Robert Pirsig in his world famous classic Zen and The Art of Motorcycle Maintenance shares the experience of his disillusionment with science when he was an undergraduate university student.
Pirsig’s Law
Pirsig noted a curious fact about doing research in his biochemistry lab. He found that the easiest part of experimentation is the thinking up of plausible hypotheses that may explain the phenomenon in question. Moreover, as he attempted to take up these hypotheses one by one and test them, their number did not decrease. Rather, it kept increasing!
Initially, Pirsig took a humorous view of the situation and even stated a law to express it:
“The number of rational hypotheses that can explain any given phenomenon is infinite.” (p. 139)
While this law is certainly not rigorously defended, the main point is that at any given point of time more hypotheses can be generated to explain a given phenomenon than can be tested. But if all hypotheses cannot be tested (because their number keeps increasing as experimentation continues) than the result of any single experiment at a given point of time is actually inconclusive: Which is to say that all scientific truth is relative, a function of time.
The nature of scientific method
When we closely inspect the nature of scientific method, it is easy to see why any scientific truth must be relative. Scientific method rests on a form of reasoning called as the hypothetico-deductive model. The model entails the following steps in any scientific inquiry:
1. You look at a problem (an unexplainable phenomenon) and first look for any previous explanations.
2. If no previous explanation is available, you construct and state an explanation yourself (the theory).
3. Next, you derive one or more very specific consequence(s) (the hypotheses) that follows from the explanation in the step #2.
4. Finally, you test the hypothesis by collecting data and seeing whether they fit the opposite of the hypothesis in question.
This last point may well be unclear to those not familiar with scientific research, so here I go again:
The hypothesis from step 3 is called as the research hypothesis (also termed as the alternative hypothesis), the one that the experimenter is really interested in. For every research hypothesis, its corresponding opposite, the null hypothesis, is actually what is tested.
For example if the research hypothesis is “Tomato plants exhibit a higher rate of growth when planted in compost rather than in soil” then the null hypothesis would be “tomato plants do not exhibit a higher rate of growth when planted in compost rather than in soil”.
The experimenter really tests this null hypothesis. If the data do not fit the null hypothesis, it is rejected and the alternative hypothesis is then accepted.
No absolute proof for the research hypothesis
It is clear from the above explication that the scientific method can never really prove any given consequence (step #3) drawn from a given explanation (step #2).
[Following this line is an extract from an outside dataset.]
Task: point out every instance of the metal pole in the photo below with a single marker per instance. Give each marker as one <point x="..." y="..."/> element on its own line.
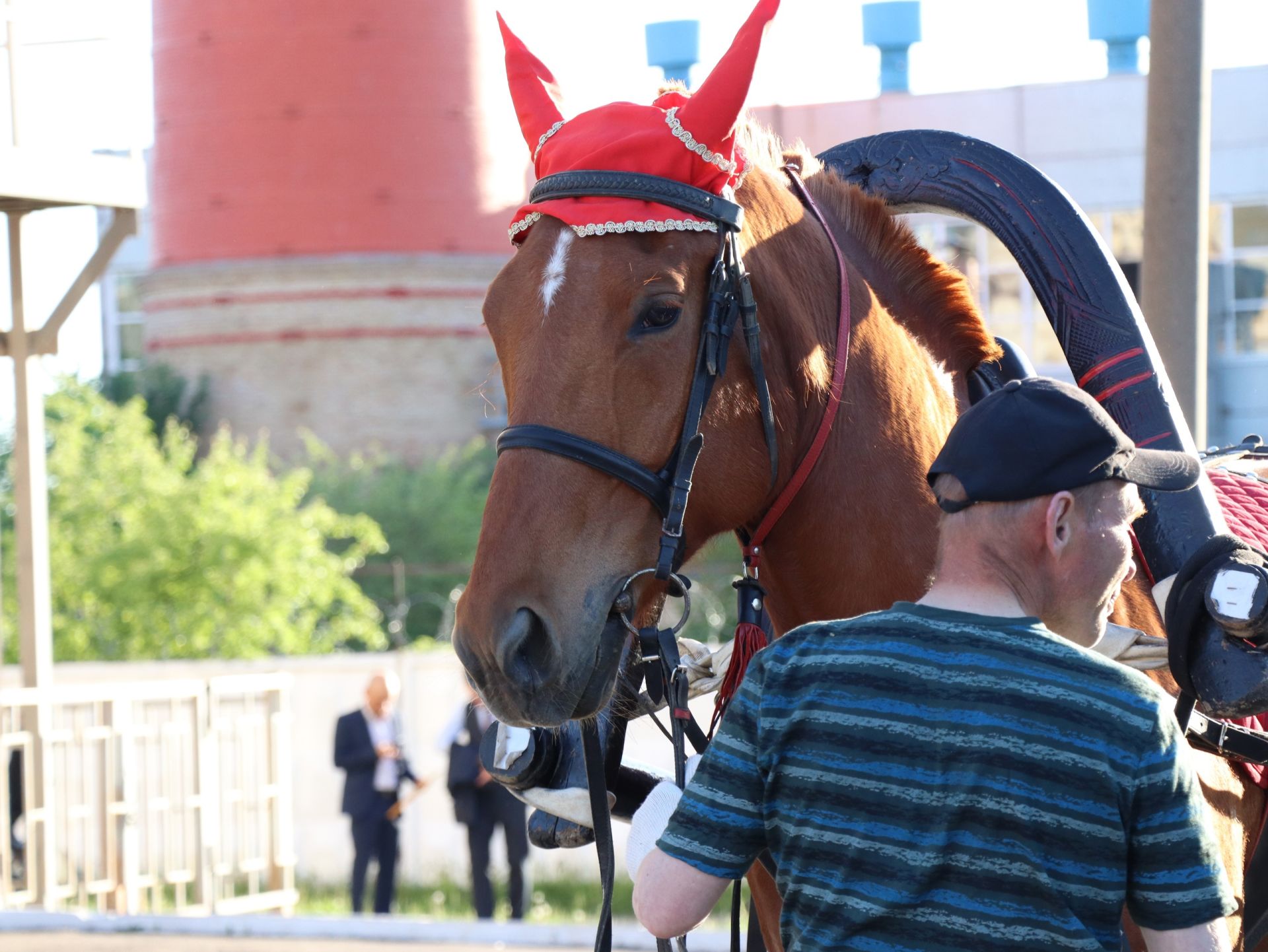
<point x="30" y="483"/>
<point x="9" y="15"/>
<point x="1173" y="274"/>
<point x="31" y="527"/>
All it can do is to prove that the literal opposite of the research hypothesis does not conform to the observed variation in data.
This is what Christiaan Huygens meant when he said: “I believe that we do not know anything for certain, but everything probably.” Albert Einstein expressed the same idea more precisely: “No amount of experimentation can ever prove me right; a single experiment can prove me wrong.” [Source for both quotes is the wikipedia page on the Scientific Method.]
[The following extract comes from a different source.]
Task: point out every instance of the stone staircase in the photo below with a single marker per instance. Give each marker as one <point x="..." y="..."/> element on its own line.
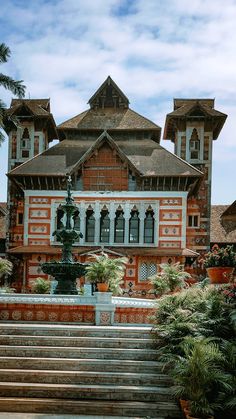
<point x="82" y="370"/>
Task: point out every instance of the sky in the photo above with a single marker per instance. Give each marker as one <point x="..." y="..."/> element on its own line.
<point x="155" y="50"/>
Since the evidence is really not in favor of any single explanation, a multitude of explanations can be surmised. It will be a matter of time before the currently favored explanation for any given phenomenon is ultimately disproven, with another alternative hypothesis taking its place.
Scientific truth as a function of time
This leads us directly to scientific relativism. Throughout the history of science, new and changing explanations have emerged for old facts. Explanations remained “true” for a certain period of time and were finally replaced by a newer truth. As Pirsig observes: Some scientific truths seemed to last for centuries, others for less than a year.
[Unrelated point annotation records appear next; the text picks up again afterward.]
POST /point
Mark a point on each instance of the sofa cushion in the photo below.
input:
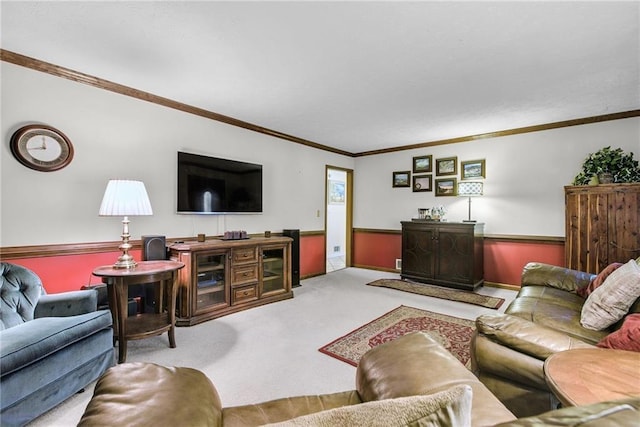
(146, 394)
(24, 344)
(625, 338)
(286, 408)
(611, 301)
(448, 408)
(556, 309)
(20, 289)
(599, 279)
(617, 413)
Authors, J. A. Fodor and Z. W. Pylyshyn made a similar observation with reference to a theory of perception: “Even in the respectable sciences, empirical knowledge is forever going reformulation, and any generation’s pet theories are likely to look naive when viewed from the perspective of thirty or forty years on.”
Pirsig additionally observes: “the scientific truths of the twentieth century seem to have a much shorter life-span than those of the last century because scientific activity is now much greater”. Thus the greater the number of hypotheses, the greater the amount of activity to test them, with ever increasing stimulation of more and more hypotheses. Instead of selecting one truth from a multitude you are increasing the multitude.
Is the Explainer of Chaos it’s Producer?
The ultimate conclusions Pirsig reaches about science are rather interesting, definitely harsh and, in my personal opinion, certainly true.
Through multiplication upon multiplication of facts, information, theories and hypotheses it is science itself that is leading mankind from single absolute truths to multiple, indeterminate, relative ones. The major producer of the social chaos, the indeterminacy of thoughts and values that rational knowledge is supposed to eliminate, is none other than science itself.
Pirsig’s final verdict on rationality:
It begins to be seen for what it really is–emotionally hollow, esthetically meaningless, and spiritually empty.